Now you need to create a resource link to the database in the data lake account. Unfortunately, this is not available via CloudFormation yet. In Lake Formation console, click on databases -> create database button

Choose a name for your link database and select the shared database from the list. If you have shared a single table instead of all tables, database name does not appear here. In that case, you will need to create a resource link table.


Next you need to grant access to your role to be able to select from the table:

This is quite a powerful feature because it enables the administrator of each account’s lake to have full control over access to that lake. That also applies to resources that are shared from other accounts.

Testing the access in the consumer account

Open Athena from the console.

Note: If you have never used Athena in your account, you will need to create a s3 bucket and set it as your query result location in settings for Athena.

Once you open Athena console, you should be able to see your like database and table schema. Now all there is to do is to query the table and make sure it returns the result.

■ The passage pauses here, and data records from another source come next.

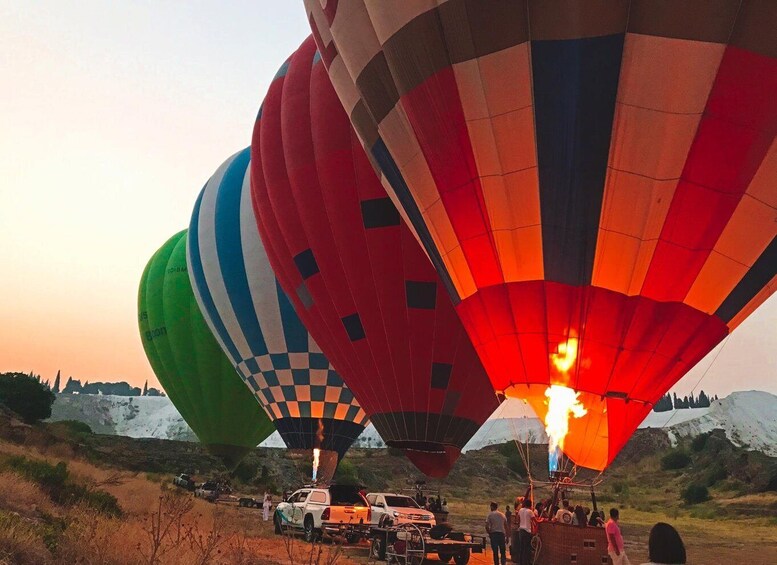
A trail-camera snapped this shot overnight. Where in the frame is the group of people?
[486,497,686,565]
[413,492,448,512]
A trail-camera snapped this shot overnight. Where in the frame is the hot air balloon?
[138,230,274,469]
[251,37,498,477]
[305,0,777,469]
[188,148,367,480]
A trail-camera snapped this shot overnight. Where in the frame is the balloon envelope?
[305,0,777,469]
[251,37,498,477]
[189,149,367,471]
[138,230,274,469]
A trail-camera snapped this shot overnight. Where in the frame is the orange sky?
[0,0,777,395]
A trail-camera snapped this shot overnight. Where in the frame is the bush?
[334,459,359,485]
[704,463,728,487]
[661,449,691,471]
[2,456,121,516]
[506,453,526,477]
[682,483,710,504]
[0,373,54,423]
[232,461,258,484]
[691,433,710,453]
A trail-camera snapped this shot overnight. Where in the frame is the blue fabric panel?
[370,137,461,305]
[216,148,267,355]
[188,187,242,365]
[531,34,624,286]
[275,280,309,353]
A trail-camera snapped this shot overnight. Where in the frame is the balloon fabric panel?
[305,0,777,468]
[252,35,497,476]
[188,149,367,457]
[138,230,274,468]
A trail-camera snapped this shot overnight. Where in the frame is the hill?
[45,391,777,456]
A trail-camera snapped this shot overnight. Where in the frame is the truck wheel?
[272,514,283,535]
[304,516,317,543]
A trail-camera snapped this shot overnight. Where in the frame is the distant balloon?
[189,149,367,471]
[251,37,498,477]
[138,230,274,469]
[305,0,777,469]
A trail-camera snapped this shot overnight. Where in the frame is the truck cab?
[273,485,371,542]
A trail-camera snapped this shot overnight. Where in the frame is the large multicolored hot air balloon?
[305,0,777,469]
[138,230,274,469]
[188,148,367,478]
[251,37,498,477]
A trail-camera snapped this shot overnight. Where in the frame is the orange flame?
[313,447,321,483]
[545,336,587,471]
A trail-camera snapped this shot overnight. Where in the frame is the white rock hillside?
[51,391,777,457]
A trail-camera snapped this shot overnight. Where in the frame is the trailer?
[368,524,486,565]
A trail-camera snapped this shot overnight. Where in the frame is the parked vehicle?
[273,485,371,543]
[367,492,437,528]
[173,473,194,490]
[237,496,262,508]
[194,481,219,502]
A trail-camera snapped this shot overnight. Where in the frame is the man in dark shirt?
[486,502,507,565]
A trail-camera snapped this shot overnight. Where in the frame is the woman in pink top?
[604,508,631,565]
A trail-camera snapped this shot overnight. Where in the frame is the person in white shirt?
[516,497,534,565]
[262,492,272,522]
[555,502,574,525]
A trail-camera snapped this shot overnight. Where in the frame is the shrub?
[661,449,691,471]
[704,463,728,487]
[334,459,359,485]
[6,456,121,516]
[691,433,710,453]
[0,373,55,423]
[682,483,710,504]
[232,461,257,483]
[506,453,526,476]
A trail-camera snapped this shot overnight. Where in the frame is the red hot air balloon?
[305,0,777,469]
[251,38,498,477]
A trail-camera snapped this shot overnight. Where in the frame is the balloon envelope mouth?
[386,440,448,453]
[395,442,461,479]
[205,443,252,471]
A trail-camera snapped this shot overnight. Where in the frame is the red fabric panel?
[252,38,497,476]
[401,67,503,288]
[642,46,777,302]
[457,281,728,468]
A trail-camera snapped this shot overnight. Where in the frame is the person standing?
[604,508,631,565]
[517,497,534,565]
[262,492,272,522]
[486,502,507,565]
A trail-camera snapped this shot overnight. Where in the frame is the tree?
[0,373,55,423]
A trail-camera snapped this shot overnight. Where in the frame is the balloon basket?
[510,522,612,565]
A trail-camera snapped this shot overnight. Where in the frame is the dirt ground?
[242,524,777,565]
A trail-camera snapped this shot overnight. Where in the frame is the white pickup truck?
[367,492,436,528]
[273,485,371,543]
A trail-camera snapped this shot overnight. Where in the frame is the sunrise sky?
[0,0,777,396]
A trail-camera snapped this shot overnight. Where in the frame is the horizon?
[0,0,777,397]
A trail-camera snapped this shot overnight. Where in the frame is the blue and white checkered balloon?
[187,149,367,456]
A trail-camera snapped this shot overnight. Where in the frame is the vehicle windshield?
[386,496,420,508]
[329,485,367,506]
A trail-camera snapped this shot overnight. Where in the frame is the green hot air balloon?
[138,230,274,469]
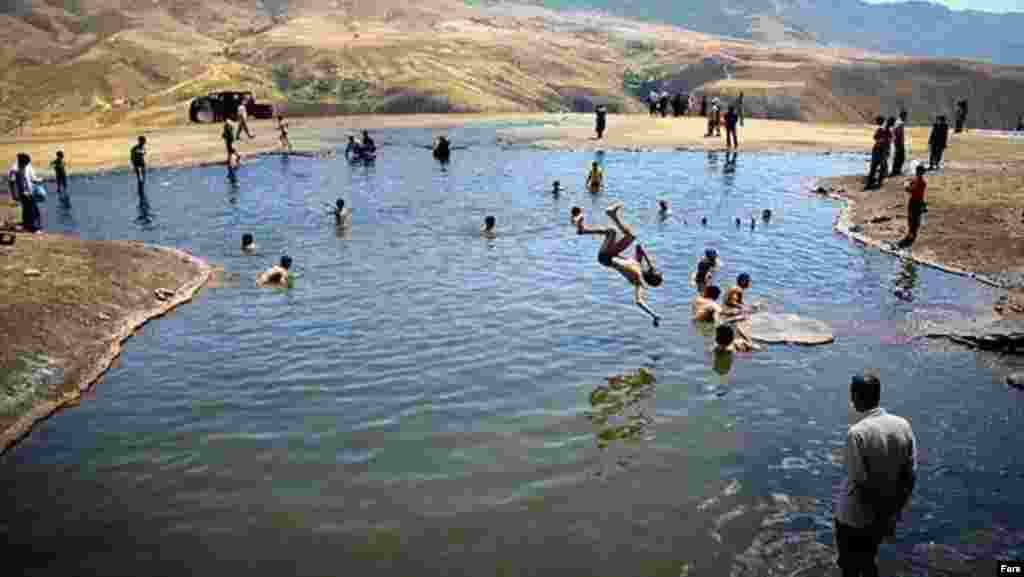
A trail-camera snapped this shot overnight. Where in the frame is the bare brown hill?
[0,0,1024,134]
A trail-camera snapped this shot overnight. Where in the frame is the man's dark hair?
[850,373,882,409]
[715,325,736,346]
[643,269,665,287]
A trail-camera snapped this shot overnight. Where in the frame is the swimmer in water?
[480,216,498,239]
[690,285,722,323]
[331,199,352,228]
[587,162,604,194]
[256,254,292,287]
[693,248,722,294]
[571,202,664,327]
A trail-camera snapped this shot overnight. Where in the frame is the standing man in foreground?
[836,373,918,577]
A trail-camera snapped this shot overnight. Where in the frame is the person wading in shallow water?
[897,164,928,248]
[131,136,145,182]
[836,373,918,577]
[571,202,664,327]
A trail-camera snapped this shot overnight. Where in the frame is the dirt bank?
[821,134,1024,316]
[0,115,547,178]
[0,225,211,453]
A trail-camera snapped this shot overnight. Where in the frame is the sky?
[864,0,1024,12]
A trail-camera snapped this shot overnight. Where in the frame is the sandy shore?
[0,114,548,178]
[0,225,211,453]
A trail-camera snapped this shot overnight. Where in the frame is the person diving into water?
[571,202,664,327]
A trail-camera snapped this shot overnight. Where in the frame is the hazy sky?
[864,0,1024,12]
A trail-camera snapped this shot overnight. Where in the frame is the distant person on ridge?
[571,202,664,327]
[131,136,145,182]
[955,99,967,134]
[234,97,253,142]
[587,161,604,195]
[879,116,896,179]
[889,111,906,176]
[220,119,239,168]
[594,105,608,140]
[7,160,18,202]
[864,116,887,191]
[278,114,292,153]
[50,151,70,204]
[928,115,949,170]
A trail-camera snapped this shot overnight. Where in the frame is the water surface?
[0,127,1024,575]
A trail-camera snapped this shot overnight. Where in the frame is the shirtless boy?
[571,202,664,327]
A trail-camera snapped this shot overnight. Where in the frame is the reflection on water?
[893,258,918,302]
[0,141,1024,577]
[586,368,654,449]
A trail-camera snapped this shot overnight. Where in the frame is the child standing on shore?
[896,164,928,248]
[50,151,70,204]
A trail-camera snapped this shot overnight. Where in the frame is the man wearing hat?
[836,373,918,577]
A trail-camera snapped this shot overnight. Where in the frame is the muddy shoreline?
[0,240,213,455]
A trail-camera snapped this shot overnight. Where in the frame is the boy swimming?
[256,254,292,287]
[571,202,664,327]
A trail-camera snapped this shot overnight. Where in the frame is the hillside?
[539,0,1024,65]
[0,0,1024,134]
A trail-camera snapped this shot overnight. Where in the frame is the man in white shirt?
[7,160,17,202]
[836,373,918,577]
[234,96,253,141]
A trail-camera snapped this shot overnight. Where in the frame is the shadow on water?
[893,259,918,302]
[586,368,654,449]
[135,180,153,231]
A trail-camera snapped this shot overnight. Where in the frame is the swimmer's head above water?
[715,325,736,348]
[643,269,665,288]
[703,285,722,300]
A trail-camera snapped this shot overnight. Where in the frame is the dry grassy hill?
[6,0,1024,133]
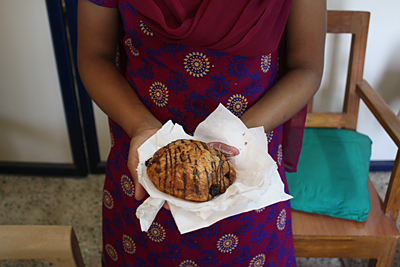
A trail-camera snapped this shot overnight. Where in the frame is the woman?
[78,0,326,266]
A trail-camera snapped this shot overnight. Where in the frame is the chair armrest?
[0,225,84,267]
[356,80,400,147]
[356,80,400,222]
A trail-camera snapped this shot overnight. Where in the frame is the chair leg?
[368,259,378,267]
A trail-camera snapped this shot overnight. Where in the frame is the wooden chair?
[0,225,85,267]
[292,11,400,267]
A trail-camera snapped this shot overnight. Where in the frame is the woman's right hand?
[128,128,160,200]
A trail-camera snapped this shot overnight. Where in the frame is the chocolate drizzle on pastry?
[146,139,236,202]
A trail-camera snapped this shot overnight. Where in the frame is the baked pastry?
[146,139,236,202]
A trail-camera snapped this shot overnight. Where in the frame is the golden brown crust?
[147,139,236,202]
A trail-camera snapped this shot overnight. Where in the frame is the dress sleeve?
[88,0,119,8]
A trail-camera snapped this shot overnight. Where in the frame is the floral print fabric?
[91,0,296,267]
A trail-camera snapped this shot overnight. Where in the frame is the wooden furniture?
[292,11,400,267]
[0,225,85,267]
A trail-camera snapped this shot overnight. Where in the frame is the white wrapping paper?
[136,104,292,234]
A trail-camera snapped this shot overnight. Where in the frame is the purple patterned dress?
[90,0,296,267]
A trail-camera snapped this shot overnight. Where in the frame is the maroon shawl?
[128,0,306,171]
[129,0,292,56]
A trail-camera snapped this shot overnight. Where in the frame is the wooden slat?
[292,182,400,238]
[306,113,357,130]
[383,150,400,222]
[327,10,369,33]
[294,236,398,260]
[356,80,400,147]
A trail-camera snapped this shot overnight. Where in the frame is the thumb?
[207,142,240,158]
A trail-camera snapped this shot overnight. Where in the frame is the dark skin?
[78,0,326,200]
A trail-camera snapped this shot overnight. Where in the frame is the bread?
[146,139,236,202]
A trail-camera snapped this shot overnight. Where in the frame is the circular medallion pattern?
[179,260,198,267]
[139,20,154,37]
[278,145,283,165]
[103,190,114,210]
[227,94,248,117]
[121,174,135,197]
[183,52,210,78]
[106,244,118,261]
[249,254,265,267]
[276,209,286,231]
[149,82,168,107]
[261,54,271,73]
[147,222,166,243]
[125,38,140,57]
[122,234,136,254]
[217,234,239,253]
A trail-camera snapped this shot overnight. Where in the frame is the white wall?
[0,0,400,162]
[0,0,72,163]
[319,0,400,160]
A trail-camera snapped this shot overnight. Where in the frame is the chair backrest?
[306,11,370,130]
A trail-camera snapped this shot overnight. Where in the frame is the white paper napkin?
[136,104,292,234]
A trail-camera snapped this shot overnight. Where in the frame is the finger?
[207,142,240,158]
[163,201,171,210]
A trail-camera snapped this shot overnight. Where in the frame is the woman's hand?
[128,128,159,200]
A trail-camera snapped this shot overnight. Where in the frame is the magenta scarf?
[128,0,307,172]
[128,0,292,56]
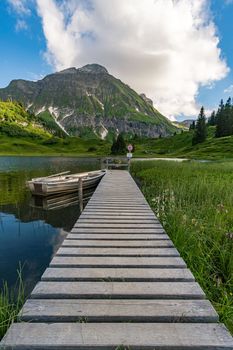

In this post we learnt how to manage cross-account access to a data catalog with Lake Formation. This enabled us to query a data store from another account, without compromising on security.

If we used AWS Glue on its own, we would have created bucket policies, catalog policies, and IAM policies. This would have required knowledge of the underlying data storage in S3. These are details we don’t want to worry about.

Lake Formation simplifies this by creating a single layer of access control through grants. Shared resources appear in the data catalog of the consuming account, resulting in a seamless experience.